The four car giants will start building the stations along European roads this year, making progress with the joint project even as allegations of a technology cartel have put a cloud over co-operative efforts.
The Munich-based joint venture, Ionity, will open 20 charging stations this year on major roads in Germany, Austria, and Norway. Through 2018, it will expand the network to over 100 sites to ease concern among drivers of electric cars about ending up stranded on long trips. By 2020, the joint venture is targeting 400 stations across Europe.
An industry spokesperson suggested Ireland is likely to be included in the second tranche of the rollout — probably during 2019 — given that Volkswagen and Audi are due to launch a raft of electric car lines in the Irish market from 2020.
Ionity will employ 50 people by the start of next year. Chief executive Michael Hajesch said this first pan-European high-power charging network “plays an essential role in establishing a market for electric vehicles”.
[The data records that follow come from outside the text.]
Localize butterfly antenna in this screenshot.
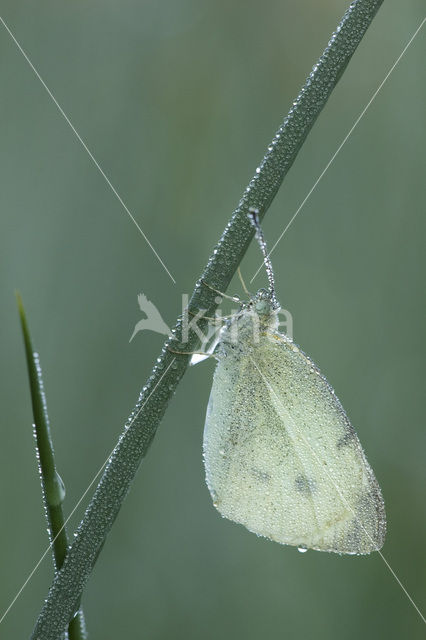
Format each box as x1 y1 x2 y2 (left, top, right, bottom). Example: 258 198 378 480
247 207 279 306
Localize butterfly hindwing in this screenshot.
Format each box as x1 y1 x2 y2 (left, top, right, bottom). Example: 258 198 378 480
204 333 385 554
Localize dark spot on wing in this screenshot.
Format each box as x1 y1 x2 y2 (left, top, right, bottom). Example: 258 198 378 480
336 428 355 449
251 467 271 482
294 473 315 496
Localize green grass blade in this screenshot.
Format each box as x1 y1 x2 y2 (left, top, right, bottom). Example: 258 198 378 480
16 293 87 640
32 0 382 640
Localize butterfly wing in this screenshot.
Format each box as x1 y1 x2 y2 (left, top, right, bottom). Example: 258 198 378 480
204 333 386 554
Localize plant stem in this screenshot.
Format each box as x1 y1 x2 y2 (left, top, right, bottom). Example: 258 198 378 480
16 293 87 640
32 0 383 640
Carmakers are spending record amounts on developing electric vehicles to meet tough pollution standards, and the unusual broad-based co-operation shows the strain of ensuring those efforts eventually pay off. For now, electric car sales remain at a fraction of total deliveries. Through September, BMW has sold 22,225 i3 electric city cars, out of total group sales of 1.8m vehicles so far this year.
The plan is making progress even after allegations surfaced earlier this year that VW, Daimler, and BMW colluded for decades on technology. The heads of Volkswagen and Daimler, who self-reported the possible collusion to escape fines, both sought to downplay the issue last month. BMW, while pausing talks for new joint projects, last week said it would continue to work “professionally” with its competitors.
Ionity’s new 350-kilowatt supercharger will bring a vehicle such as Mercedes’ planned EQ electric SUV, which has a 500km range, up to about 80% capacity in 15-20 minutes.